Hi Everybody,
I have some questions whether it's feasible to get something like partial derivates for certain data quantiles via rapidminer. Before I explain my idea and problem I will give you a brief background on my data.
I currently doing an analyses on aggregated data on structural change in German agriculture. The use of aggregate data implies some drawbacks e.g. the cause - effect relations actually exist only at the individual level. Therefore on the aggregate level a closed theoretical model (esp. refering to functional form of the relation) between the dependent and inpedendent variables is not available. Furthermore some information on the aggregate level can at best be conceived as a rough dummy for the factor influencing the individual decision.
The linear and nested linear regressions show that for some variables the relation between indendent and dependent variable is clearly non-linear and may even show some breaks.
My idea for the analysis is the following:
a) take the data set and remove the outlier's at least the most dramatic ones based on an indicator e.g.

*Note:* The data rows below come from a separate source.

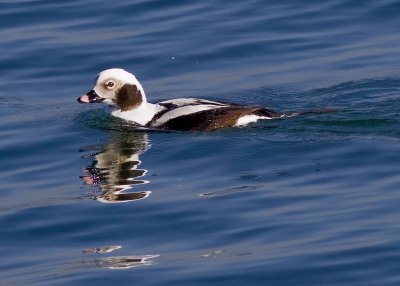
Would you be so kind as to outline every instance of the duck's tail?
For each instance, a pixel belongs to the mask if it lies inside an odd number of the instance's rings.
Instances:
[[[263,116],[266,118],[291,118],[299,115],[307,115],[307,114],[325,114],[325,113],[331,113],[331,112],[336,112],[336,109],[333,108],[325,108],[325,109],[315,109],[315,110],[308,110],[308,111],[300,111],[300,112],[288,112],[288,113],[279,113],[276,111],[273,111],[268,108],[259,108],[255,110],[254,114]]]

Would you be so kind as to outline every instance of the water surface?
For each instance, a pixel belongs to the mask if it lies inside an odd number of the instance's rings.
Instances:
[[[397,1],[1,1],[0,284],[398,285]],[[143,132],[78,105],[336,108]]]

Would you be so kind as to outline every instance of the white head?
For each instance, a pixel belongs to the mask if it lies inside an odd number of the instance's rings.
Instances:
[[[133,74],[113,68],[99,73],[93,89],[79,97],[78,102],[104,102],[127,111],[138,108],[147,101],[142,85]]]

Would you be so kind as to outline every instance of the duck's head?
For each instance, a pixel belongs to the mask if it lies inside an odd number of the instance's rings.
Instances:
[[[99,73],[93,89],[79,97],[78,102],[104,102],[115,105],[122,111],[128,111],[145,104],[146,96],[142,85],[133,74],[113,68]]]

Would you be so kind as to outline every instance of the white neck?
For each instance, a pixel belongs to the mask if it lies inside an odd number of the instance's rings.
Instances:
[[[157,106],[152,103],[143,102],[138,108],[122,111],[113,109],[111,115],[122,118],[126,121],[145,126],[157,113]]]

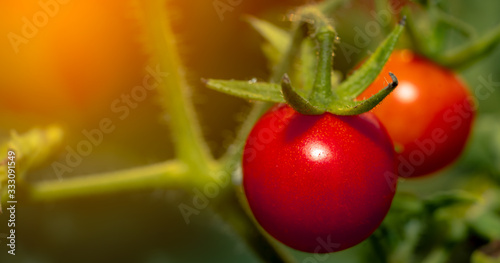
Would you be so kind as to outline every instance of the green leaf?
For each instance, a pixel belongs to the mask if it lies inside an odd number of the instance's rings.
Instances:
[[[500,263],[500,241],[493,241],[486,246],[474,251],[471,256],[472,263]]]
[[[399,36],[403,32],[404,19],[389,34],[375,53],[356,70],[348,79],[340,84],[336,92],[340,97],[355,99],[377,78],[389,59]]]
[[[291,77],[298,84],[298,88],[308,97],[312,90],[318,58],[314,42],[304,39],[300,50],[300,61]]]
[[[449,207],[461,204],[473,204],[479,201],[479,198],[461,190],[452,190],[435,194],[424,200],[424,204],[428,210],[433,212],[442,207]]]
[[[285,99],[281,94],[281,86],[279,84],[218,79],[206,80],[205,84],[211,89],[248,100],[260,100],[275,103],[285,102]]]
[[[389,74],[392,78],[392,82],[389,83],[381,91],[377,92],[377,94],[361,101],[352,101],[345,99],[333,100],[329,104],[327,111],[336,115],[358,115],[373,109],[385,97],[387,97],[387,95],[389,95],[398,85],[398,80],[394,76],[394,74],[392,73]]]

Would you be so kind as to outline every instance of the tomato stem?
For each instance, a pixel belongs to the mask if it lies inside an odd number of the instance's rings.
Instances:
[[[298,94],[293,89],[287,74],[283,76],[283,80],[281,81],[281,90],[288,105],[290,105],[297,112],[305,115],[319,115],[325,112],[316,108],[309,101]]]
[[[448,68],[464,68],[495,50],[499,43],[500,26],[497,26],[479,39],[437,56],[435,60]]]
[[[203,185],[202,181],[188,179],[188,170],[188,167],[180,161],[166,161],[127,170],[73,177],[63,181],[36,183],[29,188],[29,193],[33,200],[52,201],[162,186],[190,189],[188,186]]]

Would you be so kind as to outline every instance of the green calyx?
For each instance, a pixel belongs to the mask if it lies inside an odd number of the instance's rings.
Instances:
[[[315,5],[299,8],[294,14],[297,19],[293,21],[290,34],[268,22],[247,18],[268,41],[264,52],[278,72],[271,78],[272,82],[209,79],[204,81],[205,84],[248,100],[287,103],[306,115],[324,112],[357,115],[371,110],[396,88],[396,76],[390,73],[392,82],[385,88],[381,87],[375,95],[364,100],[356,98],[380,74],[403,31],[404,19],[373,55],[339,84],[335,74],[332,75],[333,51],[338,37],[322,9],[322,6]],[[281,85],[276,83],[280,79]]]

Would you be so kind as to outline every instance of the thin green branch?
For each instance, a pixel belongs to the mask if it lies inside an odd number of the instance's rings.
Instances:
[[[145,34],[153,60],[168,73],[159,83],[158,91],[169,114],[176,153],[197,175],[206,174],[211,160],[203,140],[194,107],[188,99],[189,85],[184,78],[183,66],[174,42],[164,0],[138,1],[141,5]]]
[[[47,201],[95,194],[112,194],[123,191],[155,187],[186,188],[203,185],[202,181],[187,178],[188,168],[179,161],[167,161],[149,166],[80,176],[64,181],[45,181],[30,187],[33,200]]]

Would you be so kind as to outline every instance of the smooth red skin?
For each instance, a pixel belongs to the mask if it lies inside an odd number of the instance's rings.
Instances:
[[[243,185],[269,234],[297,250],[328,253],[360,243],[380,225],[395,170],[393,144],[373,114],[311,116],[281,105],[248,137]]]
[[[372,112],[384,124],[394,144],[402,147],[398,155],[399,176],[424,176],[451,164],[462,152],[475,116],[464,82],[450,70],[410,50],[398,50],[359,98],[385,87],[389,71],[396,75],[399,85]],[[415,87],[417,95],[413,101],[401,99],[408,84]],[[433,132],[440,131],[442,136],[433,136]],[[432,142],[435,149],[430,144],[423,149],[418,142]]]

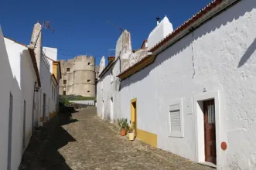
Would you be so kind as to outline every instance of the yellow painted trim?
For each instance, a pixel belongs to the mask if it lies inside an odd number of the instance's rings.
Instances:
[[[148,55],[140,60],[138,63],[133,65],[131,67],[126,70],[125,72],[119,74],[118,76],[121,80],[125,80],[127,77],[131,76],[132,74],[138,72],[139,70],[144,69],[147,66],[150,65],[155,61],[155,55]]]
[[[157,148],[157,134],[141,129],[137,129],[136,138],[142,141],[149,144],[151,146]]]

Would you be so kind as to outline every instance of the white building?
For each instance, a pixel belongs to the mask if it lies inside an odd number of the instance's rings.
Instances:
[[[40,80],[33,50],[4,38],[1,29],[0,53],[0,167],[18,169],[39,121],[35,89]]]
[[[18,169],[33,128],[56,112],[60,62],[41,52],[41,42],[34,49],[4,37],[0,29],[0,169]]]
[[[255,8],[255,1],[216,0],[155,42],[118,76],[113,117],[135,121],[138,138],[192,161],[256,169]],[[100,81],[97,104],[112,93]]]

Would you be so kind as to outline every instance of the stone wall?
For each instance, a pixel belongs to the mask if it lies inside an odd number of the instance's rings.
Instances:
[[[95,59],[78,56],[74,59],[60,60],[62,79],[60,94],[95,97]]]

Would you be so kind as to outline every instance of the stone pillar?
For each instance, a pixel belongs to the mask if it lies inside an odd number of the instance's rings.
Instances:
[[[29,46],[34,49],[39,72],[40,72],[41,49],[42,49],[42,32],[41,25],[37,22],[34,26],[31,36]],[[36,46],[35,46],[36,45]]]

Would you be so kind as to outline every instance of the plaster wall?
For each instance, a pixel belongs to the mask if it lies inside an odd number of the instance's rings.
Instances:
[[[120,73],[120,60],[117,60],[112,68],[97,83],[97,115],[112,123],[116,121],[121,114],[120,80],[116,77]],[[113,70],[113,80],[111,80],[111,70]],[[111,110],[111,98],[113,100],[112,111]]]
[[[1,32],[1,30],[0,30]],[[28,48],[9,39],[3,39],[0,33],[1,57],[1,121],[0,167],[7,168],[9,122],[10,93],[13,97],[12,125],[12,155],[10,169],[18,169],[23,151],[27,147],[32,134],[32,104],[34,83],[37,81]],[[6,50],[5,50],[6,49]],[[7,52],[7,53],[6,53]],[[25,144],[23,148],[23,110],[26,105]],[[36,116],[37,113],[34,112]]]
[[[52,47],[43,47],[43,53],[51,60],[56,61],[57,60],[57,53],[58,49],[56,48],[52,48]],[[47,58],[47,60],[49,63],[49,71],[51,73],[53,73],[53,60],[51,60]]]
[[[43,59],[44,57],[42,55],[40,62],[40,80],[41,80],[41,89],[39,91],[40,98],[40,117],[43,117],[43,94],[46,95],[46,117],[49,119],[49,112],[51,112],[51,103],[52,101],[52,84],[51,84],[51,73],[47,66],[46,62]],[[45,120],[46,121],[46,120]]]
[[[255,28],[254,1],[241,1],[207,22],[121,82],[121,115],[115,117],[130,119],[130,101],[137,98],[138,128],[156,134],[158,148],[202,162],[194,106],[197,96],[217,91],[217,169],[256,168]],[[174,138],[169,108],[181,99],[183,137]]]

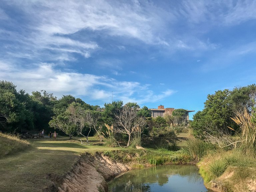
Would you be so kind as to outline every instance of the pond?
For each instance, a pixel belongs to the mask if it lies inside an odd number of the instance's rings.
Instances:
[[[108,183],[112,192],[206,192],[197,168],[162,165],[129,171]]]

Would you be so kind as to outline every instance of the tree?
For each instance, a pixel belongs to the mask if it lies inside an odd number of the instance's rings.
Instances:
[[[102,114],[103,121],[106,124],[114,124],[116,115],[118,115],[123,106],[123,101],[113,101],[112,103],[104,104],[105,109]]]
[[[117,114],[115,115],[115,128],[117,132],[122,133],[128,135],[127,146],[129,146],[131,135],[137,127],[143,126],[145,119],[137,115],[137,111],[132,107],[124,106]]]
[[[140,117],[145,118],[151,117],[152,115],[151,111],[146,106],[144,106],[140,110],[138,111],[138,115]]]
[[[227,89],[215,91],[215,93],[207,96],[204,103],[204,107],[202,112],[198,112],[193,117],[191,127],[194,133],[204,132],[205,125],[210,123],[211,127],[224,131],[227,126],[233,127],[234,124],[230,117],[234,116],[230,100],[231,92]],[[196,135],[199,137],[203,135]]]
[[[77,120],[74,117],[75,110],[73,106],[70,106],[62,113],[52,117],[49,122],[49,125],[55,129],[58,129],[69,136],[71,139],[74,134],[77,132]]]
[[[187,110],[184,109],[176,109],[172,112],[172,121],[177,125],[185,124],[186,121]]]
[[[99,124],[101,121],[102,112],[97,111],[87,110],[85,112],[84,116],[85,122],[89,125],[90,129],[87,137],[87,140],[91,128],[92,127],[100,138],[100,141],[102,141],[103,140],[103,137],[101,134],[102,126]]]

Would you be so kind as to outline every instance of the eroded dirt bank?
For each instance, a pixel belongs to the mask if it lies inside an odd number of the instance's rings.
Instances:
[[[59,182],[58,192],[108,191],[106,181],[131,168],[99,154],[82,155],[72,170]]]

Cook's D.
b) conduct a non-parametric regression using either a SVM or nearest neighbor approach (which looks to me as being the most equivalent to what is generally refered to kernel based regression; in the use of:
http://en.wikipedia.org/wiki/Kernel_regression).c) get the information on the partial derivates (first order would be sufficient) across the range of the variable.
d) investigate these derivates for marked non-linearities
a) and b) is quite straightforward but is it possible to do c) and d) in RapidMiner and if how?
Best Norbert